Journalists from Egypt’s state media, until last week the staid propaganda arm of a hated regime, are battling to overcome conservative management and win back the trust of their public. As the nation’s youth, mobilised by Facebook and Twitter, rose to topple former strongman Hosni Mubarak, reporters at state television’s Nile News and the Al-Ahram newspaper were caught on the wrong side of history.
“When the demonstrations broke out, we were following the news on the BBC and Al-Jazeera,” said Suha al-Naqash, a 41-year-old Nile News anchor. “They forced us to say ‘Calm has returned to the streets of Cairo’, when the country was boiling over. It was very painful for me. We, who were supposed to be the main source of news, were saying nothing was happening.”

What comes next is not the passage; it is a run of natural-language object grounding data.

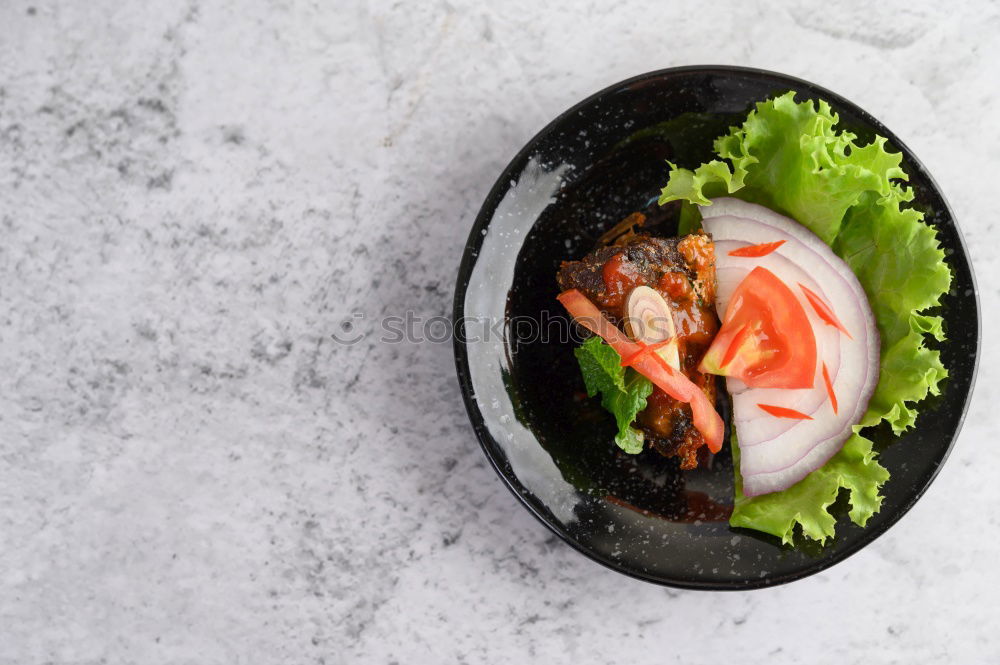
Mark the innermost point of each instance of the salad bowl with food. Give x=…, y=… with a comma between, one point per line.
x=716, y=327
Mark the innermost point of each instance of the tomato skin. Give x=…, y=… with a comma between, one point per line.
x=766, y=339
x=756, y=251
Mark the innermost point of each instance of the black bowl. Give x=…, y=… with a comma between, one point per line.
x=639, y=515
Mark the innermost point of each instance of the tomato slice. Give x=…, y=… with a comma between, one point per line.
x=766, y=339
x=651, y=365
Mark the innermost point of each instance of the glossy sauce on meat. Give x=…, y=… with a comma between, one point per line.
x=682, y=270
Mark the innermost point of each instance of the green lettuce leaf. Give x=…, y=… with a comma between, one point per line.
x=623, y=391
x=790, y=157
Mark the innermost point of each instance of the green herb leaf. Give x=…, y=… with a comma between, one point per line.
x=623, y=391
x=789, y=156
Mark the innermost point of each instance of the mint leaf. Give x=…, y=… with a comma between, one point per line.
x=623, y=390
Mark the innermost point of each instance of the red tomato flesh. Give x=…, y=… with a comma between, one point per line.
x=765, y=339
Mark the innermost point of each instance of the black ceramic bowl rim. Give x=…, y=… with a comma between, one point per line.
x=484, y=218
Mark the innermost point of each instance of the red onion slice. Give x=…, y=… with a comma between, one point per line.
x=775, y=453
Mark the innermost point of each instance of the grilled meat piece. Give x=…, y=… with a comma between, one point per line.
x=682, y=270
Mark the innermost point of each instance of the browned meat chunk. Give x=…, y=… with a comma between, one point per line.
x=682, y=270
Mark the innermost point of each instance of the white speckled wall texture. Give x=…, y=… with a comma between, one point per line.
x=193, y=197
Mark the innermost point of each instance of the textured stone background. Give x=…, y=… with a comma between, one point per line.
x=194, y=196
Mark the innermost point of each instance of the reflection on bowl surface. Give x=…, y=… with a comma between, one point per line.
x=595, y=164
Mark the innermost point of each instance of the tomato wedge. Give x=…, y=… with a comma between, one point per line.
x=674, y=383
x=766, y=339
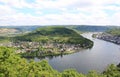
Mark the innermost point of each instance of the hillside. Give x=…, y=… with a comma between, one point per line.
x=112, y=35
x=54, y=35
x=115, y=31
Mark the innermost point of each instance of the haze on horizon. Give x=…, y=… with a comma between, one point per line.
x=59, y=12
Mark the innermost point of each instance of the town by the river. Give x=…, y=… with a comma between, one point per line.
x=97, y=58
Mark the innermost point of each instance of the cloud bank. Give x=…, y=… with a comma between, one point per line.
x=59, y=12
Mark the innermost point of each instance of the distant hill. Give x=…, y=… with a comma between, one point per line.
x=55, y=35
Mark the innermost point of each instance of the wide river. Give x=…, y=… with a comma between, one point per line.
x=97, y=58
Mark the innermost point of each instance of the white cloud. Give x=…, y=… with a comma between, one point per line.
x=87, y=12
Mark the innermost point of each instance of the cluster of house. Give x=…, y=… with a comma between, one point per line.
x=109, y=37
x=34, y=46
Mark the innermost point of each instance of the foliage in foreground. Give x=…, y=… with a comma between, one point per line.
x=115, y=31
x=11, y=65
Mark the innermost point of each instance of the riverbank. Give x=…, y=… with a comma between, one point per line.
x=108, y=37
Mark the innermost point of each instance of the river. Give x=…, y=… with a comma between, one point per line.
x=97, y=58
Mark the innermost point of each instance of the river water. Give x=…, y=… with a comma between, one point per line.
x=97, y=58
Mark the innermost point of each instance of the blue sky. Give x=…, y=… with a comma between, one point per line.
x=59, y=12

Naqash walked out, and is now refusing to return to work until the state news channel is reformed to reflect the explosion of free speech and open national debate that flared at the protests and on the web. Others have also stepped down, and her colleagues who remained at work belatedly began to change their output in the final hours of the regime, once it became clear that the army was not going to suppress the revolt. Suddenly photographs and footage of the “patriotic youth” appeared, along with reports on the reforms that were planned to appease the street.
But for most viewers and readers, it was all too little too late. The state media had lost their trust, and as the protests reached their climax thousands marched on state television headquarters chanting: “Liars!”
Now that the formerly unthinkable has happened - Mubarak vanished from the scene and army generals sitting to discuss constitutional reform with rebellious cyber activists - the journalists want to reform themselves. Naqash, recalling her days at Nile News, said: “The people who script the evening bulletin never consulted the presenters. We weren’t allowed to speak out. We couldn’t oppose any editorial line.”
As anger against the regime was mounting over recent years, television news avoided reports on poverty and unemployment and instead focused on acts of charity by Mubarak and his cronies to “the great people of Egypt”. The personality cult is now history, but the media executives who promoted it are still in place, attempting to perform a 180-degree turn in coverage and lavish their devotion on a new generation of leaders. “Mubarak has gone, but the bosses are still there, the bosses who are used to the idea that the press just takes orders,” Naqash said.
But the problem in the hierarchy is not just one of cowardice and low editorial standards. As with other pillars of the system, the state media is riddled with cronyism and corruption. For Naqash, the best solution would be for the Radio and Television Union - which oversees all state broadcasting - to become a public but autonomous organisation, like Britain’s respected BBC. “It’s a new era. We must reform everything,” she said.